HF_TOKEN              # Hugging Face API token
WANDB_TOKEN           # Weights & Biases API key
OPENAI_API_KEY        # OpenAI API key (for evaluation)

Directory Structure

.github/
├── workflows/
│   ├── fine-tune.yml           # Main training workflow
│   ├── evaluate.yml            # Evaluation workflow
│   ├── deploy.yml              # Model deployment
│   └── scheduled-training.yml  # Scheduled runs
├── scripts/
│   ├── setup-environment.sh    # Environment setup
│   ├── run-training.sh         # Training script
│   └── validate-model.sh       # Model validation

2. Main Training Workflow

Create .github/workflows/fine-tune.yml:

name: Fine-Tune Model

on:
  push:
    branches: [ main ]
    paths: 
      - 'config.toml'
      - 'app/**'
  workflow_dispatch:
    inputs:
      config_file:
        description: 'Configuration file to use'
        required: false
        default: 'config.toml'
      experiment_name:
        description: 'Experiment name'
        required: false
        default: 'ci-cd-run'

jobs:
  fine-tune:
    runs-on: ubuntu-latest

    steps:
    - name: Checkout code
      uses: actions/checkout@v4

    - name: Set up Python
      uses: actions/setup-python@v4
      with:
        python-version: '3.12'

    - name: Install uv
      run: |
        curl -LsSf https://astral.sh/uv/install.sh | sh
        echo "$HOME/.cargo/bin" >> $GITHUB_PATH

    - name: Install dependencies
      run: |
        uv sync

    - name: Configure experiment
      run: |
        # Set experiment name
        EXPERIMENT_NAME="${{ github.event.inputs.experiment_name || 'ci-cd-auto' }}"
        echo "EXPERIMENT_NAME=$EXPERIMENT_NAME" >> $GITHUB_ENV

        # Update config with CI-specific settings
        sed -i "s/run_name_prefix = \"\"/run_name_prefix = \"$EXPERIMENT_NAME-\"/" config.toml
        sed -i 's/push_to_hub = false/push_to_hub = true/' config.toml

    - name: Run fine-tuning
      env:
        HF_TOKEN: ${{ secrets.HF_TOKEN }}
        WANDB_TOKEN: ${{ secrets.WANDB_TOKEN }}
      run: |
        uv run app/finetuner.py

    - name: Run inference
      env:
        HF_TOKEN: ${{ secrets.HF_TOKEN }}
      run: |
        uv run app/inferencer.py

    - name: Run evaluation
      env:
        OPENAI_API_KEY: ${{ secrets.OPENAI_API_KEY }}
      run: |
        uv run app/evaluator.py

    - name: Upload artifacts
      uses: actions/upload-artifact@v3
      with:
        name: training-results
        path: |
          inferencer_output.jsonl
          evaluator_output_summary.json
          evaluator_output_detailed.xlsx
          models/fine_tuned/

    - name: Create release
      if: github.ref == 'refs/heads/main'
      uses: actions/create-release@v1
      env:
        GITHUB_TOKEN: ${{ secrets.GITHUB_TOKEN }}
      with:
        tag_name: model-${{ env.EXPERIMENT_NAME }}-${{ github.sha }}
        release_name: Model Release ${{ env.EXPERIMENT_NAME }}
        body: |
          Automated model training completed.

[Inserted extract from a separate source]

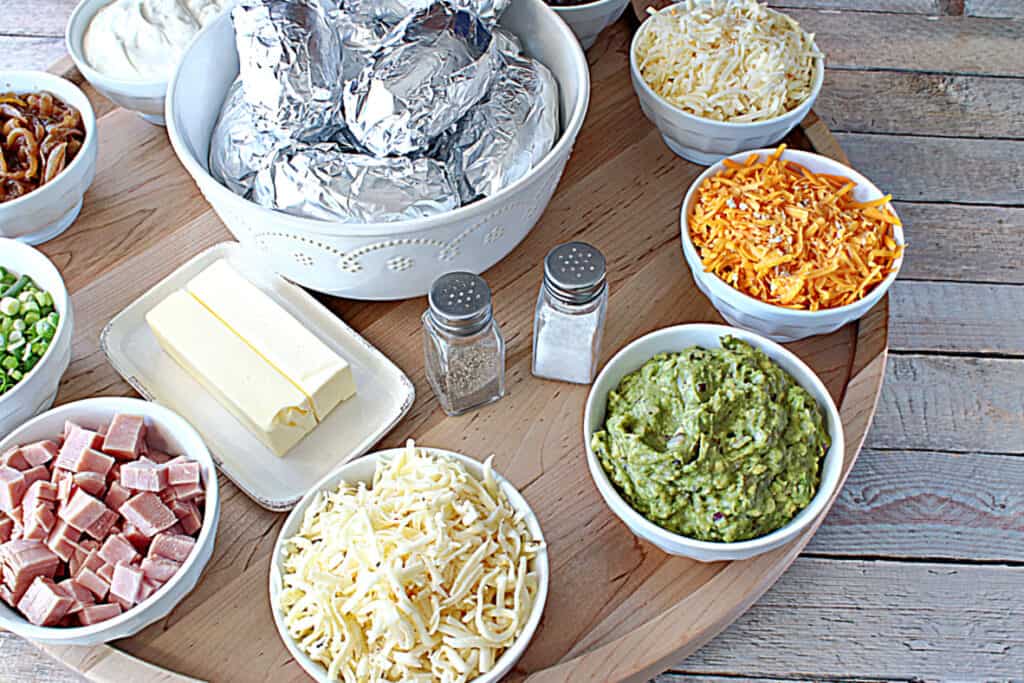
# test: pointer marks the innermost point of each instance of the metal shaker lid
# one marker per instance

          **Training Configuration:**
          - Config: ${{ github.event.inputs.config_file || 'config.toml' }}
          - Commit: ${{ github.sha }}
          - Experiment: ${{ env.EXPERIMENT_NAME }}

          **Results:**
          See attached artifacts for detailed results.

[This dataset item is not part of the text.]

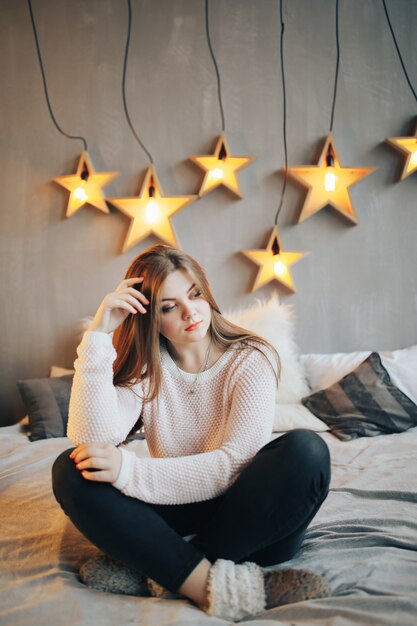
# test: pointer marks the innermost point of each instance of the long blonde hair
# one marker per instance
(137, 340)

3. Scheduled Training Workflow

Create .github/workflows/scheduled-training.yml:

name: Scheduled Model Training

on:
  schedule:
    # Run every Monday at 02:00 UTC
    - cron: '0 2 * * 1'
  workflow_dispatch:

jobs:
  scheduled-training:
    runs-on: ubuntu-latest

    steps:
    - name: Checkout code
      uses: actions/checkout@v4

    - name: Set up environment
      uses: ./.github/workflows/fine-tune.yml
      with:
        experiment_name: "scheduled-$(date +%Y%m%d)"

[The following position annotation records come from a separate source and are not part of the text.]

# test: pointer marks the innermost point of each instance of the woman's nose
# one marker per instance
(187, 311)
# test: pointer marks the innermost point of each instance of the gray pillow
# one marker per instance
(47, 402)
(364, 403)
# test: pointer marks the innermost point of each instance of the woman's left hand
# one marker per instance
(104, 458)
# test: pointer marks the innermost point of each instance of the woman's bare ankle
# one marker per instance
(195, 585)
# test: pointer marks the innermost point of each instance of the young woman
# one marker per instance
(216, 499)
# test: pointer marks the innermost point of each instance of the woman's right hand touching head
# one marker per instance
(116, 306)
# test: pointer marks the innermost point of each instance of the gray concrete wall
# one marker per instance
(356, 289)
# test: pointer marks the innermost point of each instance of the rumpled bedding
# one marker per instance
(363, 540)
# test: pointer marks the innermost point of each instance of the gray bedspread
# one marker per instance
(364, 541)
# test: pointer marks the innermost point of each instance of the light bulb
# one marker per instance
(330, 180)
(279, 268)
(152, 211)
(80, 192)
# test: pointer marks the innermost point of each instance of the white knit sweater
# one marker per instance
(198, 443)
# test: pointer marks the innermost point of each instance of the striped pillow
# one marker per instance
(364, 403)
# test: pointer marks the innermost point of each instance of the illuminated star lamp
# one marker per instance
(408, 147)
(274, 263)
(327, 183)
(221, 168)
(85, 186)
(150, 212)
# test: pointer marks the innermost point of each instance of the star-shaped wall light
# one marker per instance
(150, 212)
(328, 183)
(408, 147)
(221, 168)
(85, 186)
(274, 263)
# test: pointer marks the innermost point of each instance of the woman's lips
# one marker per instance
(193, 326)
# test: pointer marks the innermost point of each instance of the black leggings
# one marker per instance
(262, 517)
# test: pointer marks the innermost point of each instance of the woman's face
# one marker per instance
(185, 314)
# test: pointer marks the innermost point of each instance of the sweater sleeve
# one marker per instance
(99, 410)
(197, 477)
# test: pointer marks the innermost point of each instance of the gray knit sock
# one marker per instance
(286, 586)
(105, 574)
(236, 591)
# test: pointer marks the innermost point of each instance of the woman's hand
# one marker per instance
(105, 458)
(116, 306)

    - name: Check data freshness
      run: |
        # Add logic to check if new training data is available
        python scripts/check-data-updates.py

    - name: Notify on completion
      uses: 8398a7/action-slack@v3
      with:
        status: ${{ job.status }}
        channel: '#ml-training'
        webhook_url: ${{ secrets.SLACK_WEBHOOK }}

4. Model Validation Workflow

Create .github/workflows/validate-model.yml:

name: Model Validation

on:
  workflow_run:
    workflows: ["Fine-Tune Model"]
    types: [completed]

jobs:
  validate:
    runs-on: ubuntu-latest
    if: ${{ github.event.workflow_run.conclusion == 'success' }}

    steps:
    - name: Checkout code
      uses: actions/checkout@v4

    - name: Download artifacts
      uses: actions/download-artifact@v3
      with:
        name: training-results

    - name: Validate model performance
      run: |
        python scripts/validate-performance.py \
          --results evaluator_output_summary.json \
          --threshold 0.7

    - name: Security scan
      run: |
        # Scan model for potential security issues
        python scripts/security-scan.py models/fine_tuned/

    - name: Create validation report
      run: |
        python scripts/create-validation-report.py \
          --output validation-report.md

    - name: Comment on PR
      if: github.event_name == 'pull_request'
      uses: actions/github-script@v6
      with:
        script: |
          const fs = require('fs');
          const report = fs.readFileSync('validation-report.md', 'utf8');

          github.rest.issues.createComment({
            issue_number: context.issue.number,
            owner: context.repo.owner,
            repo: context.repo.repo,
            body: report
          });

Jenkins Setup

1. Jenkins Pipeline Configuration

Create Jenkinsfile:

pipeline {
    agent any

    environment {
        HF_TOKEN = credentials('huggingface-token')
        WANDB_TOKEN = credentials('wandb-token')
        OPENAI_API_KEY = credentials('openai-key')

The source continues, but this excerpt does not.